This is a fork of the bundled Chrome OS ZIP Unpacker extension. It enables support for a wide variety of archive and compression formats. It also supports files that have only been compressed (e.g. foo.gz). All of this is thanks to the great libarchive project.
You can install it via the CWS: https://chrome.google.com/webstore/detail/mljpablpddhocfbnokacjggdbmafjnon
Note that we support archives (compressed or uncompressed), and we support
single compressed files (that have no archiving, e.g. foo.gz
).
Here's the list of supported archive formats:
- 7z: The 7-Zip format.
- ar: Simple UNIX archive, usually for developers.
- cab: Microsoft's cabinet archive format.
- cpio: Classic UNIX archive that still shows up, but has been largely replaced by tarballs.
- crx: Google Chrome extensions.
- deb: Debian package archive format used by Linux distros based on Debian (like Ubuntu).
- iso: ISO 9660 CD disk images. Note: UDF DVD disk images are not supported.
- jar: Java ARchives used by programmers.
- lha/lzh: LHA and LZH are common formats in Japan, and used by many old school video games.
- mtree: The BSD mtree format for mapping a directory tree.
- pax: Portable Archive Exchange format is a UNIX format meant to replace cpio and tar.
- rar: RAR archives produced by WinRAR. This is mostly for testing, so the native CrOS support should be used by default instead.
- rpm: RPM Package Manager archive used by Linux distros like RedHat, Fedora, CentOS, SUSE, and more.
- tar: UNIX tarballs that are common in the Linux computing world.

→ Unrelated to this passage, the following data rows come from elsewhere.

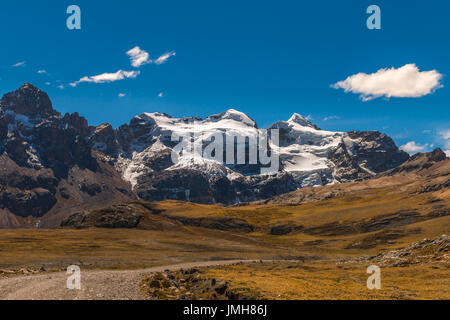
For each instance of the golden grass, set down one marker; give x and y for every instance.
(121, 248)
(327, 280)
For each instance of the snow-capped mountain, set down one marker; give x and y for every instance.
(308, 156)
(53, 164)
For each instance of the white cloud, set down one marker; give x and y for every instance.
(445, 134)
(19, 64)
(406, 81)
(331, 118)
(412, 147)
(107, 77)
(138, 57)
(163, 58)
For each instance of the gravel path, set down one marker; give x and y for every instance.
(95, 284)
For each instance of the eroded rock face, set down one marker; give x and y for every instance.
(35, 202)
(364, 154)
(40, 152)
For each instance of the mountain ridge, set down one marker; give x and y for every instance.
(63, 162)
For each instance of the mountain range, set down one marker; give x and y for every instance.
(53, 165)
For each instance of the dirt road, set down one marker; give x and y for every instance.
(95, 284)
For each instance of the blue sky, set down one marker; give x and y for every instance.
(268, 59)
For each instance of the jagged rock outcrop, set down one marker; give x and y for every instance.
(47, 164)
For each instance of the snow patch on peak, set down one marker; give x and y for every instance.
(299, 119)
(232, 114)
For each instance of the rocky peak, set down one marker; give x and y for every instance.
(29, 101)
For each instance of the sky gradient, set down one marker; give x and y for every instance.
(268, 59)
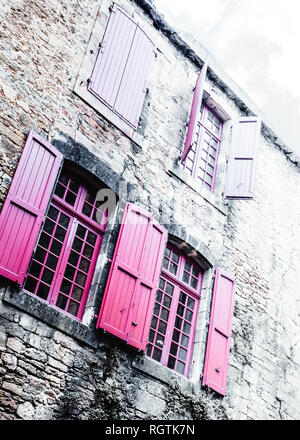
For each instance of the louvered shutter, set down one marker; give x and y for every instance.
(195, 112)
(218, 341)
(129, 295)
(122, 65)
(241, 170)
(25, 205)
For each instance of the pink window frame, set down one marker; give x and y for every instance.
(197, 147)
(179, 286)
(77, 217)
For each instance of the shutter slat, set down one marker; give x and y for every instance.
(194, 114)
(241, 170)
(132, 91)
(112, 56)
(26, 204)
(131, 286)
(218, 340)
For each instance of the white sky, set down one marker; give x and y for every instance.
(257, 43)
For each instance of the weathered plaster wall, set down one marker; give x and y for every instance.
(47, 361)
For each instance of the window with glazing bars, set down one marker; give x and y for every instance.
(201, 161)
(175, 312)
(63, 262)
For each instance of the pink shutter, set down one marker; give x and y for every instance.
(25, 205)
(196, 104)
(240, 179)
(132, 91)
(129, 295)
(121, 69)
(218, 342)
(112, 57)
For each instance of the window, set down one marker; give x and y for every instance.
(175, 312)
(201, 160)
(63, 263)
(121, 68)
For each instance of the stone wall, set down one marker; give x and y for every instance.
(52, 367)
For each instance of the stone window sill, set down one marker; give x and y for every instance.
(46, 313)
(161, 373)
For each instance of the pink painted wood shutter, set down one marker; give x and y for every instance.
(194, 114)
(25, 205)
(129, 295)
(241, 170)
(122, 66)
(218, 341)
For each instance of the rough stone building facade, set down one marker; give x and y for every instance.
(60, 356)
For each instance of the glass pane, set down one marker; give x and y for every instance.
(186, 277)
(173, 268)
(169, 289)
(60, 233)
(47, 276)
(60, 191)
(61, 301)
(64, 220)
(176, 335)
(51, 261)
(35, 269)
(44, 240)
(178, 323)
(80, 231)
(73, 258)
(171, 362)
(180, 310)
(173, 349)
(188, 315)
(180, 368)
(30, 284)
(77, 244)
(65, 286)
(186, 328)
(159, 340)
(182, 297)
(88, 251)
(158, 296)
(162, 327)
(87, 209)
(49, 226)
(194, 283)
(164, 314)
(40, 254)
(191, 303)
(156, 309)
(73, 308)
(161, 284)
(84, 264)
(153, 322)
(167, 301)
(69, 272)
(184, 341)
(70, 198)
(80, 279)
(77, 293)
(156, 354)
(151, 335)
(52, 213)
(43, 291)
(182, 354)
(56, 247)
(91, 238)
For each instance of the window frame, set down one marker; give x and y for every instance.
(77, 217)
(195, 294)
(197, 147)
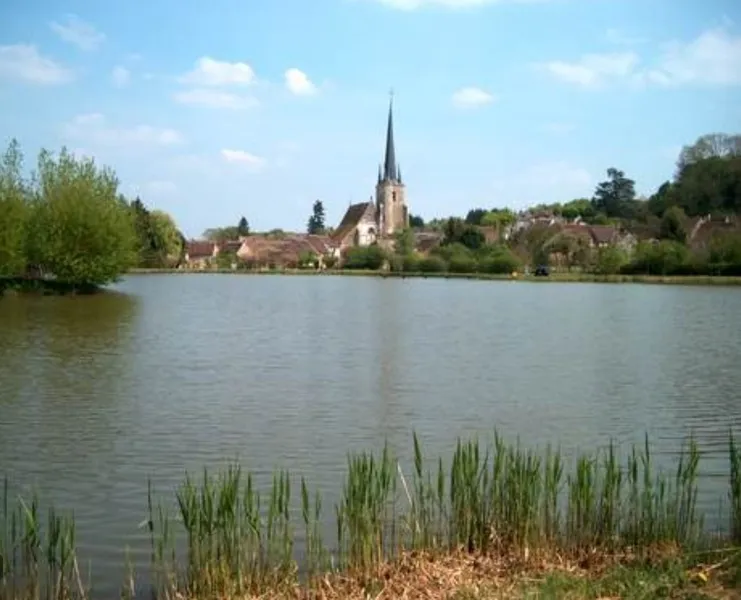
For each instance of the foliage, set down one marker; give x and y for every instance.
(610, 261)
(673, 225)
(316, 220)
(14, 212)
(404, 242)
(416, 222)
(431, 264)
(80, 231)
(498, 260)
(243, 227)
(615, 197)
(236, 538)
(307, 259)
(457, 231)
(365, 257)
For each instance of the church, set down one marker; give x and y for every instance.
(374, 221)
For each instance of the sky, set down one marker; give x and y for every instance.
(214, 110)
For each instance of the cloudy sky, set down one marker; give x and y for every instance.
(213, 110)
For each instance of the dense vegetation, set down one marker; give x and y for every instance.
(492, 501)
(66, 227)
(707, 185)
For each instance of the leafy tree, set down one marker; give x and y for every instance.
(456, 231)
(365, 257)
(81, 233)
(316, 220)
(243, 227)
(610, 260)
(711, 145)
(673, 225)
(615, 197)
(404, 242)
(221, 234)
(13, 212)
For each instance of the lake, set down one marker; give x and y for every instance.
(172, 373)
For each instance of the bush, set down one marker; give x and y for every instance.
(432, 264)
(610, 261)
(462, 264)
(365, 257)
(497, 260)
(411, 263)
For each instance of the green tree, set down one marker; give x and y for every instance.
(81, 233)
(13, 212)
(243, 227)
(615, 197)
(167, 239)
(404, 242)
(416, 222)
(610, 260)
(673, 225)
(315, 225)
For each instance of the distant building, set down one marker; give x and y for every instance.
(369, 222)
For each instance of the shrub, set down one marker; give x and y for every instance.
(432, 264)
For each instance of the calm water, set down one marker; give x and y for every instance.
(179, 372)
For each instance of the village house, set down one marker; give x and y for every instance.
(200, 254)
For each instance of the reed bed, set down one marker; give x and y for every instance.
(225, 537)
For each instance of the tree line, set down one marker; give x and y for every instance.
(67, 223)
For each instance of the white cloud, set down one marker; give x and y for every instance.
(211, 72)
(120, 76)
(544, 182)
(452, 4)
(593, 70)
(620, 38)
(94, 130)
(713, 58)
(76, 31)
(559, 128)
(23, 61)
(160, 188)
(240, 157)
(472, 97)
(298, 82)
(214, 99)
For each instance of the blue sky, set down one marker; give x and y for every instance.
(212, 110)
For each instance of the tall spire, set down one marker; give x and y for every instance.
(389, 165)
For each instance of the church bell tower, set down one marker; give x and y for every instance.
(392, 213)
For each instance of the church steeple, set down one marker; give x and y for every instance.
(389, 164)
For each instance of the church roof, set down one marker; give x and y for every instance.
(389, 164)
(353, 216)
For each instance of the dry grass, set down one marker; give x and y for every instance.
(465, 576)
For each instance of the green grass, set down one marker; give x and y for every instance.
(564, 277)
(227, 537)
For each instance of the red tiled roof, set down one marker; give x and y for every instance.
(200, 249)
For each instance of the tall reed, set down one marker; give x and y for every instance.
(227, 537)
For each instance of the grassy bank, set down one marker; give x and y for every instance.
(43, 287)
(573, 277)
(494, 515)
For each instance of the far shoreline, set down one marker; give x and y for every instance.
(697, 280)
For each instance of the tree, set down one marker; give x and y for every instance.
(316, 220)
(615, 197)
(711, 145)
(416, 222)
(243, 228)
(13, 212)
(80, 232)
(404, 242)
(673, 225)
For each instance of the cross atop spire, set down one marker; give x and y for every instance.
(389, 164)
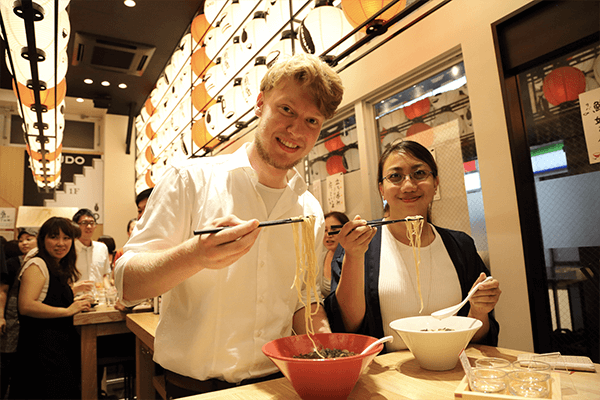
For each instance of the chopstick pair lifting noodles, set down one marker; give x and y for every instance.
(260, 225)
(376, 223)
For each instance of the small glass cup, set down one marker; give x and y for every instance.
(492, 362)
(488, 380)
(529, 383)
(531, 365)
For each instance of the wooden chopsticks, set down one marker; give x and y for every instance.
(373, 223)
(262, 224)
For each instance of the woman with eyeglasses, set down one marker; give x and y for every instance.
(374, 278)
(48, 351)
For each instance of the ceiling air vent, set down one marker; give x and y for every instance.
(111, 54)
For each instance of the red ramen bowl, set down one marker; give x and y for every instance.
(332, 378)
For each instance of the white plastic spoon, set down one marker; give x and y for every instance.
(450, 311)
(375, 343)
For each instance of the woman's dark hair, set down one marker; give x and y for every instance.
(411, 148)
(65, 268)
(339, 216)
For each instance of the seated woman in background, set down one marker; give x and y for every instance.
(48, 352)
(374, 273)
(330, 243)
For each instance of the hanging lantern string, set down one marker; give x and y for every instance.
(392, 21)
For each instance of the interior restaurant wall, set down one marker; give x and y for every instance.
(119, 178)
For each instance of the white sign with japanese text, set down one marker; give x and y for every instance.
(589, 104)
(335, 193)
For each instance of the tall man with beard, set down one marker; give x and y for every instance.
(226, 294)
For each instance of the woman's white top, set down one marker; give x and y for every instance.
(41, 264)
(398, 289)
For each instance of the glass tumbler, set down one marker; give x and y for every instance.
(529, 383)
(488, 380)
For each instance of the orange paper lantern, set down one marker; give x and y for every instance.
(358, 11)
(334, 143)
(46, 96)
(563, 84)
(200, 26)
(201, 99)
(417, 128)
(418, 109)
(200, 134)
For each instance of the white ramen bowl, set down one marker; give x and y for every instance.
(435, 349)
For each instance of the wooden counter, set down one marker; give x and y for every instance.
(391, 376)
(101, 321)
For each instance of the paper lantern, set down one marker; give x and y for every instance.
(322, 28)
(358, 11)
(200, 98)
(254, 35)
(200, 134)
(563, 84)
(418, 109)
(200, 25)
(417, 128)
(335, 165)
(46, 96)
(278, 13)
(201, 62)
(334, 143)
(252, 79)
(212, 8)
(351, 160)
(288, 45)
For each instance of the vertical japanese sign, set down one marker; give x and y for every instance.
(589, 104)
(335, 193)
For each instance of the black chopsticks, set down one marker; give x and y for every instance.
(264, 223)
(374, 223)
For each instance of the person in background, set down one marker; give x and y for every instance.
(330, 242)
(130, 226)
(233, 289)
(141, 200)
(93, 261)
(9, 293)
(374, 273)
(48, 353)
(109, 241)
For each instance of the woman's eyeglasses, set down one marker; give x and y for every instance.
(417, 176)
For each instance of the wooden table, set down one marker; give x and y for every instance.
(391, 376)
(103, 320)
(143, 325)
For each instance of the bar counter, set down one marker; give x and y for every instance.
(395, 375)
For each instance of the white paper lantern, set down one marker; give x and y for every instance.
(287, 46)
(323, 27)
(278, 13)
(252, 79)
(255, 36)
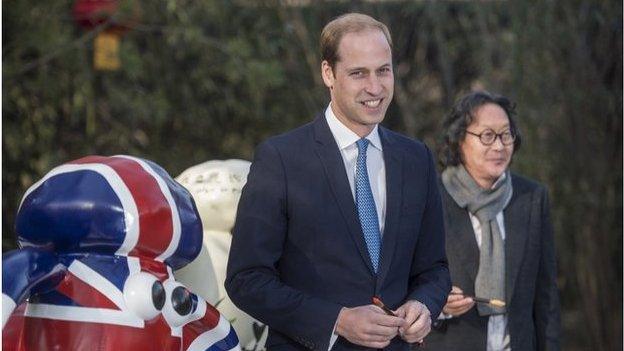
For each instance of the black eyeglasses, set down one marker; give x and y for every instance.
(488, 137)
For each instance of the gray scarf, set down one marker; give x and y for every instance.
(485, 204)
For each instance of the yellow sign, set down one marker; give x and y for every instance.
(106, 52)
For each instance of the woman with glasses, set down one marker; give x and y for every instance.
(499, 237)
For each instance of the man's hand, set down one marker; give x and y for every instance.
(417, 321)
(457, 304)
(368, 326)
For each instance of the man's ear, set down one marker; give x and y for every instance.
(328, 74)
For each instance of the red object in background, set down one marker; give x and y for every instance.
(92, 13)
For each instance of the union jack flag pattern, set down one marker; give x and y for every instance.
(99, 238)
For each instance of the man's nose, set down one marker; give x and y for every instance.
(498, 143)
(373, 85)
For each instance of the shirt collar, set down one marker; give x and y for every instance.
(346, 137)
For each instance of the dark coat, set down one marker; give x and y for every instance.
(531, 290)
(298, 254)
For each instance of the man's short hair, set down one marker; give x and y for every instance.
(462, 115)
(347, 23)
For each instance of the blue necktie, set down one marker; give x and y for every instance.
(366, 205)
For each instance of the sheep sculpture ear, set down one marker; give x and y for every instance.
(100, 238)
(216, 187)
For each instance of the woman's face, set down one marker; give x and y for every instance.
(486, 163)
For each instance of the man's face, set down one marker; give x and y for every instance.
(362, 82)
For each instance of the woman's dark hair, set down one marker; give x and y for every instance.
(460, 117)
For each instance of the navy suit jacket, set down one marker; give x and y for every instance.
(298, 254)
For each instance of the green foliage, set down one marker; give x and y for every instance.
(205, 80)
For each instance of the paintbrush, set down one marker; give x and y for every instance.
(493, 302)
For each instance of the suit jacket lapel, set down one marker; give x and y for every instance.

- warc: The Web ARChive format for archiving web sites.
- zip: The venerable ZIP. This is mostly for testing, so the native CrOS support should be used by default instead.
Here's the list of supported compression/encoding formats:
- bz2/bzip/bzip2: The bzip2 compression format common in the UNIX world.
- gz/gzip: The gzip compression format based on zlib. Common in the UNIX world, although zlib is also used in many places.
- lzma: The lzma compression format that has been largely replaced by xz. The compression algorithm is used by other formats, but the standalone format is not.
- lz4: The LZ4 compression algorithm.
- lzip: The lzma compression algorithm in the lzip format.
- lzop: The LZO compression algorithm in the lzop format.
- uu: The unix-to-unix text encoding format.
- xz: The xz compression format that is common in the UNIX world.
- Z: The compress legacy format that still shows up at random.
- zstd: The Zstandard algorithm developed by Facebook.
Most archive formats don't include an index. This means we need to decompress
the entire file just to get a directory listing. The formats allow any ordering
by design. For example, it could be ./bar.txt
, ./foo/blah.txt
, ./asdf.txt
.
Or it could be ./asdf.txt
, ./foo/blah.txt
, and ./bar.txt
. The only way we
can produce a complete directory listing is by looking through the entire file.
This slows things down overall (like in tarballs) and there isn't much that can be done about it.
However, there are a some file formats that do have indexes and we don't (yet) support using those. 7-zip is the most notable one here.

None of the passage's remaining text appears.